Treatment should include epinephrine given intravenously, (which can be very difficult since the veins are usually all collapsed), oxygen, IV lactated ringers, IV rapid-acting steroid (like hydrocortisone or prednisolone) and an antihistamine (Benadryl) IV. Usually, if the patient responds within 5 or 10 minutes, there is a good chance that it will recover. For severe reactions, epinephrine may be administered via the trachea if access to a vein is not possible.
While the chance of this happening is rather low, this is one reason why I recommend that a vet perform vaccines, because if anaphylaxis occurs, he or she should be prepared to perform emergency treatment, which may save the life of the pet (since this all occurs so quickly, there is no time to transport a pet to a vet for life-saving treatment). There is no way to predict which animal may have anaphylaxis, and a pet that has received vaccines previously, may suddenly develop a severe reaction to a vaccine.

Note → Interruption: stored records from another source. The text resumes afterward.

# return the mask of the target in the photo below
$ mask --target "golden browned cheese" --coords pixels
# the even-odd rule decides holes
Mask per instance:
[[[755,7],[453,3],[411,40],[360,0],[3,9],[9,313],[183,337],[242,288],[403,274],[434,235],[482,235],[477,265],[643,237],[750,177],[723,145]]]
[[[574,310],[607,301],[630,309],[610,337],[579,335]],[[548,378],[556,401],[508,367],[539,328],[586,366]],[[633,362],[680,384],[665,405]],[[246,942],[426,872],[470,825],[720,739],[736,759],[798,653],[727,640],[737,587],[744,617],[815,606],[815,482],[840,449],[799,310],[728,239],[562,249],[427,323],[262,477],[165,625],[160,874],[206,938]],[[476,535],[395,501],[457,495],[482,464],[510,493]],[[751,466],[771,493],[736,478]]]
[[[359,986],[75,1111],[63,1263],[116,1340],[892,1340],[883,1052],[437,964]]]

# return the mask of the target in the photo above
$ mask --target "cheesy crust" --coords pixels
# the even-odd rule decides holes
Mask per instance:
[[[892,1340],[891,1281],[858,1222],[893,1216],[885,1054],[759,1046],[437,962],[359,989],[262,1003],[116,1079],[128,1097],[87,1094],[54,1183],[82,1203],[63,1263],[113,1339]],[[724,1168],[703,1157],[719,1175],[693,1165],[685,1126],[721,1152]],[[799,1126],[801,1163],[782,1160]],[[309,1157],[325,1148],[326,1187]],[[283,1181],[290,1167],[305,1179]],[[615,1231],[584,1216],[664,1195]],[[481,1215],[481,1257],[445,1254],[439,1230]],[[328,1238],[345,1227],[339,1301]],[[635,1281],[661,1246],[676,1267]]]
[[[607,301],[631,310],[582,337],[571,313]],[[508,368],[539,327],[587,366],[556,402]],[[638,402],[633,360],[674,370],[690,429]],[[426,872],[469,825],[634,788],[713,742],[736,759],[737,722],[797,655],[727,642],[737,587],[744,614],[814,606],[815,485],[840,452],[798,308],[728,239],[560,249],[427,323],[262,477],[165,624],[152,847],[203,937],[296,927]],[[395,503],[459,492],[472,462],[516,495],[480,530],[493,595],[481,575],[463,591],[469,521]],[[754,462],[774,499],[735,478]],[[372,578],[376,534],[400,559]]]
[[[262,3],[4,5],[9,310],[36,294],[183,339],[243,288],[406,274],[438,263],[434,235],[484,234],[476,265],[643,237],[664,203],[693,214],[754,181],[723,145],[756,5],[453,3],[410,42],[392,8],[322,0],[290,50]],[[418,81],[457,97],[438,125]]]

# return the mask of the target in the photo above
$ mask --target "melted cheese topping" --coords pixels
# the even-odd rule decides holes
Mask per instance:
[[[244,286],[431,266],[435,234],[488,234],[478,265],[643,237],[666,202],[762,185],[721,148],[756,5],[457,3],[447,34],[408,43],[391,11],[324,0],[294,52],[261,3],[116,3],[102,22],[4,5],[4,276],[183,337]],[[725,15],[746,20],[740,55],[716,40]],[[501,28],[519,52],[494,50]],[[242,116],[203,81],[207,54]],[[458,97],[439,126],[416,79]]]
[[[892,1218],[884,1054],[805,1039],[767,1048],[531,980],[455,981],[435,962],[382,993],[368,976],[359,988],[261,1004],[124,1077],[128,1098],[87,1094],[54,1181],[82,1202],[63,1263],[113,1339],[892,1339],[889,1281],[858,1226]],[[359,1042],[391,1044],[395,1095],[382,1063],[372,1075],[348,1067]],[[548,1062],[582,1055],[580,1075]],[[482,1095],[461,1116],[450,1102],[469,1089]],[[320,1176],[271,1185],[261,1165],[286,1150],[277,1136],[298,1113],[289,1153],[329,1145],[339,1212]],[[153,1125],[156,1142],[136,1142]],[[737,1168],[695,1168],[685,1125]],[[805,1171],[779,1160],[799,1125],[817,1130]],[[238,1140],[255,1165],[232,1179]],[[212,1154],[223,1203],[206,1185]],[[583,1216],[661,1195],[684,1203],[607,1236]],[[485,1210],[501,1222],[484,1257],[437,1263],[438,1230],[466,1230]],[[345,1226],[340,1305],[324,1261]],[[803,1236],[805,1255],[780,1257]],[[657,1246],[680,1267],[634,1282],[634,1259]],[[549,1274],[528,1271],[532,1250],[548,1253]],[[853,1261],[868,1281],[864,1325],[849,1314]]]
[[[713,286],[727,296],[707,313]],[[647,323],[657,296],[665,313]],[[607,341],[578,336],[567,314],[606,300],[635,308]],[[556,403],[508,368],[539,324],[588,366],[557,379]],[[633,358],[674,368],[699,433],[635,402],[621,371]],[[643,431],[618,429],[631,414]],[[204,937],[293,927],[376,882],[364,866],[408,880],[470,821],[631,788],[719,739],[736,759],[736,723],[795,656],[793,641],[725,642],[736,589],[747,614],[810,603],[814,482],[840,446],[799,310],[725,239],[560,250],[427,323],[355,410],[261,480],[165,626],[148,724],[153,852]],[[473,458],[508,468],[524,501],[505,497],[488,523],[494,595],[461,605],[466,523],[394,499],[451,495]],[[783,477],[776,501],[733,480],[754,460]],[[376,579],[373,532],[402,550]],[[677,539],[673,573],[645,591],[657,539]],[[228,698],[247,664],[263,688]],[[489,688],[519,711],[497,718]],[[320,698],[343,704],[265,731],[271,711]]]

Another potential (but extremely rare) reaction to a vaccine is angioneurotic edema (urticaria). With this form, there is usually severe swelling of the soft tissues of the head, especially around the eyes, mouth and ears. A discharge from the eyes may occur, and the pet may frequently rub the mouth and eyes on the ground or with its paws. The pet may drool excessively, as well. This reaction usually develops within 20 minutes after contact with the inciting allergen. While it is very alarming to see, it is rarely life-threatening, unless it causes restriction of the airway and throat. This type of reaction may occur after blood transfusion, from food allergies, ingestion of spoiled protein material, plasma transfusion, insect bites and contact with certain chemicals.
The swelling of the tissue of the head is rapid and alarming. The result is pitting edema, meaning that if you press a finger into the skin, it will leave an impression for a short period of time. It may be hard to see the eyes from the swelling of the lids, and this may result in the pet having limited vision until the problem resolves.
Treatment includes injectable steroids, antihistamine, IV fluids, oxygen and epinephrine (only if the condition is causing breathing problems). Washing the pet to remove any irritating substances is a good idea. Laxatives and enemas may be necessary in the case of food allergy.
While the risk of vaccine reaction is low, it is still very real. However, this does not mean that a pet should forgo necessary vaccinations. In cases where a ferret has previously had a reaction to a vaccination, the veterinarian and owner must decide together whether or not vaccines should be boostered. It might be safer to use a different vaccine (brand) than the one that has caused a reaction the past. However, this might mean using a vaccine not approved or developed for ferrets. Each case must be decided individually, weighing the benefits vs. the risks.